24. The system of claim 23, wherein the compared image is generated based on a pixel by pixel logarithmic ratio of image intensity values of the normalized one of the first image and second image and image intensity values of the non-normalized one of the first image and second image to provide a ratio image.

25. The system of claim 23, wherein the compared image is generated based on a pixel by pixel subtraction of image intensity values of the normalized one of the first image and second image and image intensity values of the non-normalized one of the first image and second image to provide a differential image.

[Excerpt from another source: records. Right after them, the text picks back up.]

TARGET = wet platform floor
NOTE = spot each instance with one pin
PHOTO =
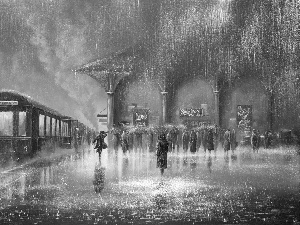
(202, 188)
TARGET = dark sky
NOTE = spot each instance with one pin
(41, 41)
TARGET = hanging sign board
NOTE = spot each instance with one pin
(244, 117)
(191, 112)
(5, 103)
(141, 117)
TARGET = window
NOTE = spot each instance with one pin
(57, 128)
(6, 123)
(22, 124)
(41, 125)
(53, 126)
(48, 126)
(65, 129)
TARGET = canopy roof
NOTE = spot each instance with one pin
(118, 62)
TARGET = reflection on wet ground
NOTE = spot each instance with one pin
(244, 187)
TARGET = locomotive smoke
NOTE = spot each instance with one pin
(42, 41)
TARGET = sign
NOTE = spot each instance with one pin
(191, 112)
(195, 123)
(140, 117)
(244, 117)
(4, 103)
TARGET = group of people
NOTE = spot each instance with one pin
(192, 140)
(230, 142)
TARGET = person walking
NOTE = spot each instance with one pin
(210, 140)
(233, 142)
(174, 138)
(204, 139)
(162, 147)
(199, 137)
(193, 141)
(185, 140)
(226, 143)
(124, 142)
(169, 139)
(99, 143)
(254, 140)
(268, 138)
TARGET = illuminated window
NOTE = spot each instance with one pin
(47, 126)
(65, 129)
(41, 125)
(57, 128)
(53, 126)
(6, 123)
(22, 123)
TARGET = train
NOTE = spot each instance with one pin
(27, 127)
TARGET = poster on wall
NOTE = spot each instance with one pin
(191, 112)
(244, 117)
(140, 117)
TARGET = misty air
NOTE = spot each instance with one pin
(150, 112)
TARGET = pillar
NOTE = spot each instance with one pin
(217, 108)
(110, 110)
(164, 107)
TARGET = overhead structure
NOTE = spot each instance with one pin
(108, 72)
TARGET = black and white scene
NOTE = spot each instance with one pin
(149, 112)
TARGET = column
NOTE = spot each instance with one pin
(217, 108)
(110, 109)
(164, 107)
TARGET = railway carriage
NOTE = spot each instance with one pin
(26, 126)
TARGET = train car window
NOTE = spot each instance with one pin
(22, 123)
(57, 128)
(48, 126)
(41, 125)
(65, 129)
(6, 123)
(53, 126)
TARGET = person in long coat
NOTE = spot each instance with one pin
(204, 139)
(185, 140)
(210, 140)
(169, 139)
(233, 142)
(124, 141)
(174, 138)
(255, 140)
(162, 147)
(199, 139)
(150, 138)
(193, 141)
(268, 138)
(226, 143)
(99, 143)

26. The system of claim 23, wherein the non-linear fitting is a skewed 2-D Gaussian parametric model.

27. The system of claim 23, the spot detection and fitting component further determines a second numerical derivative on image intensity values of the compared image to determine initial parameter for the non-linear fitting, the initial parameters comprising protein spot centers, spot amplitudes and spot widths.

28. The system of claim 27, the spot detection and fitting component further determines a third numerical derivative on image intensity values of the compared image to determine spot edges between overlapping protein spots

29. The system of claim 23, the image normalization and compare module applies linear normalization independently to different regions on the normalized image.